By that time, though, Michael had been diagnosed with cancer, a diagnosis he shared with no-one except close family, since – in Lyn’s words – he never wanted the story to be about him. “Michael’s loss to Scottish theatre will be profound,” says the veteran Scottish actor Michael Mackenzie, who appeared in his 2019 production of The Browning Version. “He was such a kind, nice, decent man, with a lovely infectious joy in making and seeing theatre, and he will be so missed.” Sara Stewart wrote of her shock and sadness at his death, remembering Michael Emans’s kindness, gentle humour and intelligence, which, she said made him “a joy to be directed by”.

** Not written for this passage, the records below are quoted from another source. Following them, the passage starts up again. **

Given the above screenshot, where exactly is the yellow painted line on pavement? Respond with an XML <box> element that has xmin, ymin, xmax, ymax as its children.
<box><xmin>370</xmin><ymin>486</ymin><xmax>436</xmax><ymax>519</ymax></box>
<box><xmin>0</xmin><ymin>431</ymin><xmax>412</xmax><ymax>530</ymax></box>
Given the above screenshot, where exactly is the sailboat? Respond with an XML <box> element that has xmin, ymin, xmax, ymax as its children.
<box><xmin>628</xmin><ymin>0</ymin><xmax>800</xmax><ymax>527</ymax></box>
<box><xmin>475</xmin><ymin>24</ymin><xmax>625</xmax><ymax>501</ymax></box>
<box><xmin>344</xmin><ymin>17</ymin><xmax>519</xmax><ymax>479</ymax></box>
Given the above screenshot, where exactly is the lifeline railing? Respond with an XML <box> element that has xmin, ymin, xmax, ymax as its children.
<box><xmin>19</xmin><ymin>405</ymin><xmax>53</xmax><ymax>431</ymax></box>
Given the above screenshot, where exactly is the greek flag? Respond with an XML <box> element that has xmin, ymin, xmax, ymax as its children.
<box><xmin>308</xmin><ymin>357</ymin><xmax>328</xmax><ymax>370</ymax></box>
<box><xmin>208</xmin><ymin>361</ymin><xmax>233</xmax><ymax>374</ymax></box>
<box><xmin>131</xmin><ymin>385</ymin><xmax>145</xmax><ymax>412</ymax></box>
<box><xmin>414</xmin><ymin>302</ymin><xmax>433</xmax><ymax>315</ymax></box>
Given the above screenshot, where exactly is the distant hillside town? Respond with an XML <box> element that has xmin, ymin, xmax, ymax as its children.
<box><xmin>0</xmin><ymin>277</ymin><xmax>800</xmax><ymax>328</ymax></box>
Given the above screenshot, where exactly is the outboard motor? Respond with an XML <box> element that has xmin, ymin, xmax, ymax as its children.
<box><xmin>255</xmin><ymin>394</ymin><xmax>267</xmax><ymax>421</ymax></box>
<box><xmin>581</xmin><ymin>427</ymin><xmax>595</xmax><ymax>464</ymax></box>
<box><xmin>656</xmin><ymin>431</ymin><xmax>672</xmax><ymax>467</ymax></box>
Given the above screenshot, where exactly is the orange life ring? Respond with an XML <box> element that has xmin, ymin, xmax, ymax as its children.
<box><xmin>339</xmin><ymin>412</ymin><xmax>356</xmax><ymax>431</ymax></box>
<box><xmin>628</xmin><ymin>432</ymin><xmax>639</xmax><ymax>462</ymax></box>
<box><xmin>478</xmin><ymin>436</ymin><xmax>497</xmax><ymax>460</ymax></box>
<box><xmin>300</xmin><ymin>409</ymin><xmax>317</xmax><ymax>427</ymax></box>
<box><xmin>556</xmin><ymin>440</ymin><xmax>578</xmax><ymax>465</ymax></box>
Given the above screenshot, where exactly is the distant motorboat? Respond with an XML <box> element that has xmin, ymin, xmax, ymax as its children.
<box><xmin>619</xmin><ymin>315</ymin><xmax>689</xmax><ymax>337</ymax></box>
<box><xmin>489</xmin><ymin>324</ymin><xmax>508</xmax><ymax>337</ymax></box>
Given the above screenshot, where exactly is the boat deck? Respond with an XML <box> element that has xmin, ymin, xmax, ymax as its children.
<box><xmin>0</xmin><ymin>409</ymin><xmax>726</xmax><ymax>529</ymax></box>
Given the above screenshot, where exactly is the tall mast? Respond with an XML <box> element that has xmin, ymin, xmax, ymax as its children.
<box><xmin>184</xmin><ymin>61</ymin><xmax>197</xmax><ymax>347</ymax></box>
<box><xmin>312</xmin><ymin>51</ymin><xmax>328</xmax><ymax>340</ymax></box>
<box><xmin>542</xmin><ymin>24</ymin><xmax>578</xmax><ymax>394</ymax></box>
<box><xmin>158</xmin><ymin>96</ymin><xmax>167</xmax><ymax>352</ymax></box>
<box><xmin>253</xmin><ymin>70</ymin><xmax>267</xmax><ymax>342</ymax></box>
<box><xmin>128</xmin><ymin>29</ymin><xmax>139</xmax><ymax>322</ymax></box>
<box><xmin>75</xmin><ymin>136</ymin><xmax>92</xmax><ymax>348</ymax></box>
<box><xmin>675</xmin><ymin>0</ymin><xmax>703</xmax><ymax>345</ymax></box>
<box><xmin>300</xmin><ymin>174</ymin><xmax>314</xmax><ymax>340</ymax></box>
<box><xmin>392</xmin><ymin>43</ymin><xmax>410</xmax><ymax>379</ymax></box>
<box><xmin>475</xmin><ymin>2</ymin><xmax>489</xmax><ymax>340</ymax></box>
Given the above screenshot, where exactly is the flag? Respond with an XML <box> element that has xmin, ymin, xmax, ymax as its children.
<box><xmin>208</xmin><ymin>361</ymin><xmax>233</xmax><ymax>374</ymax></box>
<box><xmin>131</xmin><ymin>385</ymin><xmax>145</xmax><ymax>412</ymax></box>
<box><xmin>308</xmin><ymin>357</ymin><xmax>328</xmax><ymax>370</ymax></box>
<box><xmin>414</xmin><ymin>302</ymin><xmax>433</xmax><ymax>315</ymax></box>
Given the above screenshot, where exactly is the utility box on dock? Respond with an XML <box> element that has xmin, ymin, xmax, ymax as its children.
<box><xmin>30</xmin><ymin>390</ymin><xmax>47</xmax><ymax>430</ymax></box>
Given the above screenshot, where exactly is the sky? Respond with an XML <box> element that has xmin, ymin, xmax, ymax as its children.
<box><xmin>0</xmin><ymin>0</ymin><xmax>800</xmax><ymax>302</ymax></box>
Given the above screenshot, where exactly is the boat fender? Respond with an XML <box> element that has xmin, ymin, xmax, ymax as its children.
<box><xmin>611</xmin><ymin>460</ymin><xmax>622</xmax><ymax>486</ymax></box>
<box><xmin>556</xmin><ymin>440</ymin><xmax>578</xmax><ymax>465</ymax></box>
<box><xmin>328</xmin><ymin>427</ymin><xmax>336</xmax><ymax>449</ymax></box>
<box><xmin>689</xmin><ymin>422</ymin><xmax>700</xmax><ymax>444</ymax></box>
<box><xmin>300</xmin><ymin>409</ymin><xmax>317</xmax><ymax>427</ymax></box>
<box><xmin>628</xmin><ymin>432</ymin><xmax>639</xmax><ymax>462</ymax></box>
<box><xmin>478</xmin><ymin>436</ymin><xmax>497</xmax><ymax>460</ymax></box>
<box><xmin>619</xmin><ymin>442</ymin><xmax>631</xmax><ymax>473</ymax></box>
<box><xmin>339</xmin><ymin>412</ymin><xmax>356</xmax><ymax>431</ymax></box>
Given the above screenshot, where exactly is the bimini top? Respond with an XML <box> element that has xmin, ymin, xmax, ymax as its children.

And Michael Emans himself left these words, which he asked should be read at his funeral. “From the start of my life, all I have ever wanted to do was create theatre. There is a life force in me that draws me to a play, and then makes me want to take it to an audience. I have always believed that theatre is for audiences, and that it is there to lift their spirits; and when it succeeds, you can’t get a better feeling than that.”

Michael Emans is survived by his much-loved family, and by his life’s partner Lyn McAndrew, who will continue to run Rapture Theatre along the lines they developed together, launching a new lunchtime touring season this autumn.

And he will also be deeply mourned by a Scottish theatre community to whom he was a champion, supporter and friend; a man of the theatre who worked with a unique combination of kindness, warmth, and dogged, unswerving determination, to create the theatre he believed audiences across Scotland deserved, and would love, as much as he loved it himself.